22 Ağustos 2014 Cuma

Sinop'suz

Ah aklım, sen şimdi burada kal.

Yalı Kahvesi'nde bir çay iç. Martılar geçsin başının üstünden ve hatta kış olsun, bir kuğu ailesi göç etsin, önünde uzanan limana kuzeyden. Onlar uzanırken simidine sen kalk git Zeyden'de kahvaltını tamamla. Biraz bal, biraz kaymak ve bolca insanlık.

Sonra surlara daya sırtını ve selam ver, gelip geçene. Az ilerideki balık tezgahlarını yokla. Çarpan, karagöz, iskiri var mı, bir bak. Kalmadıysa dertlenme. Ellerin ceplerinde bir türkü tuttur ve ağır aksak yürü Aşıklar'a. Selam ver mendireğe, Saray'a ve Hey Yavrum Hey'e. Gel De İçme'nin kapısı kilitli mi yine, bir kontrol et.

Rengarenk teknelerin arasından geç. Hemen köşede aklı karışmış iki kardeş bekliyordur seni; onlar kendi kendilerine konuşurken tokalaş ve bir eyvallah çekip yol ver teknelere limandan. Bırak, dolaşsınlar Ada'nın etrafını ve izin verirse karayel, uzansınlar Hamsilos'a, fiyortlara. Çöz iplerini sahipsiz takaların, süzülsünler Antik'e doğru. Bangır bangır çalınsın şarkılar, kırılsın gerdanlar, atılsın göbekler güvertede. Ve kocaman gövdesiyle bir gemi yanaştıysa rıhtıma, hoş geldiniz demeyi ihmal etme, şaşkın ve tedirgin turistlere.

Bir nefes al, MeliaKasım'ın önünde. Çek bir sandalye, otur Mavi Esinti'de. Sönmez Fırın'ından yeni çıkmıştır simit. Kolunda sepetiyle bağıra çığıra getirir şimdi aklı bir karış havadaki çocuk. Sıcak sıcak. Hani olur da sokulurlarsa yanına, martılarla da paylaşırsın, unutma.

Dinlenince doğru salıncaklara, Sedef'in ilk çocukluğunu sallamaya. Kaydırakta bırak ilk kahkahalarını ve mutlaka sıkı tut tahterevallide incecik kolları.

Manço'lu rengarenk parkın hemen arkasında Karainci. Sıcak bir kahve ve belki de kapalı pide. Hatta neden fajita olmasın. Deniz ise Çin Böreği sever, unutma. Şüphesiz, elbet bir tanıdık vardır terasta. Sigaran yoksa yanında, hemen uzatırlar, al yak bir tane.
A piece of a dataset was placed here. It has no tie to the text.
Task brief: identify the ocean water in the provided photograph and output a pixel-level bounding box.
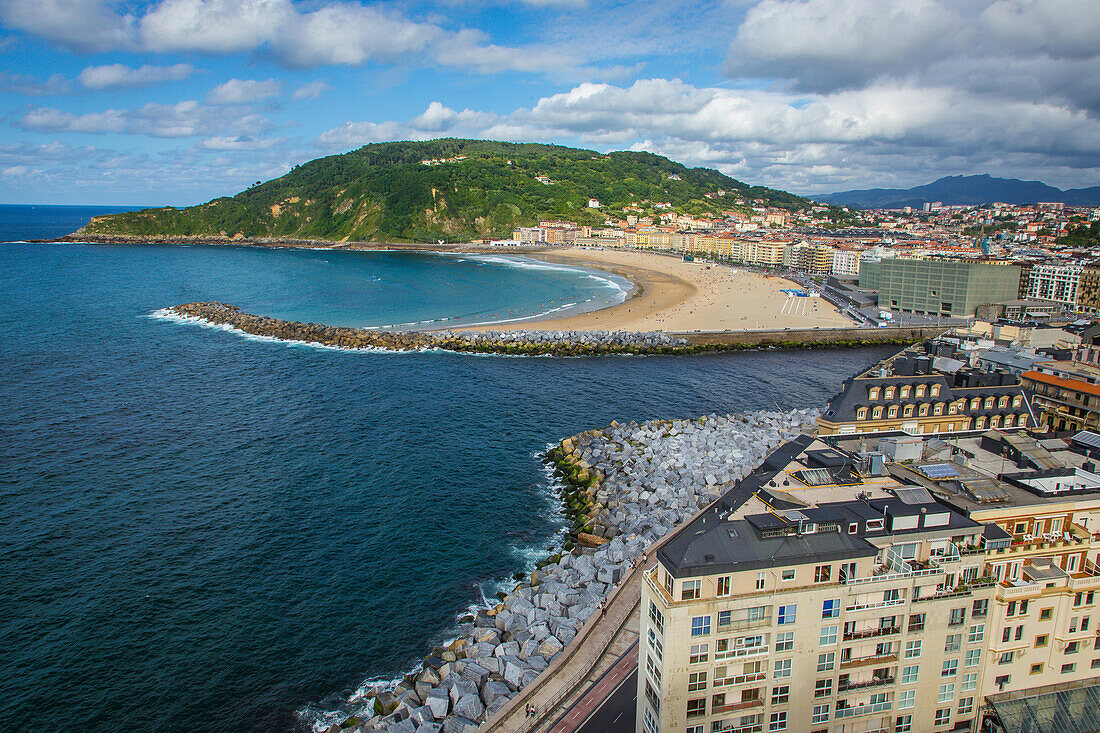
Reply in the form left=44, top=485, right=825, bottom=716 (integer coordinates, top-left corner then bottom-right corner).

Konservatuvarın önünden Teyze'nin Yeri'ne uzan. El sallayacak ve gülümseyeceklerdir sana mantı yuvarladıkları tezgahtan. Minik elleriyle bir kız çocuğu görünecektir aralarından. Kaç kez katılmıştı, O da mantılar açmaya. Ağlama e mi! Tut kendini.

Karşıda Sakız Dondurma, rengarenk çiçekler donatılır külahlara. Böylesini bulamayacaksın, unutma. Ve boşuna para uzatma, senden almayacaktır abisi. Görüşmek üzere de ve ayrıl.

Yelkenli talimlerinin arasına dal hemen orada. Bir acemilik ki senin üzerinde, bak bacaksızlar nasıl da gülecekler sana. Kulaçla denizi ve Rıza Nur Kütüphanesi'nin taşlarına tutunup çek kendini kıyıya. Uzaktan iki uzman abin el sallayacaktır. Selamlarını al ve bas gaza, doğru Karakum'a.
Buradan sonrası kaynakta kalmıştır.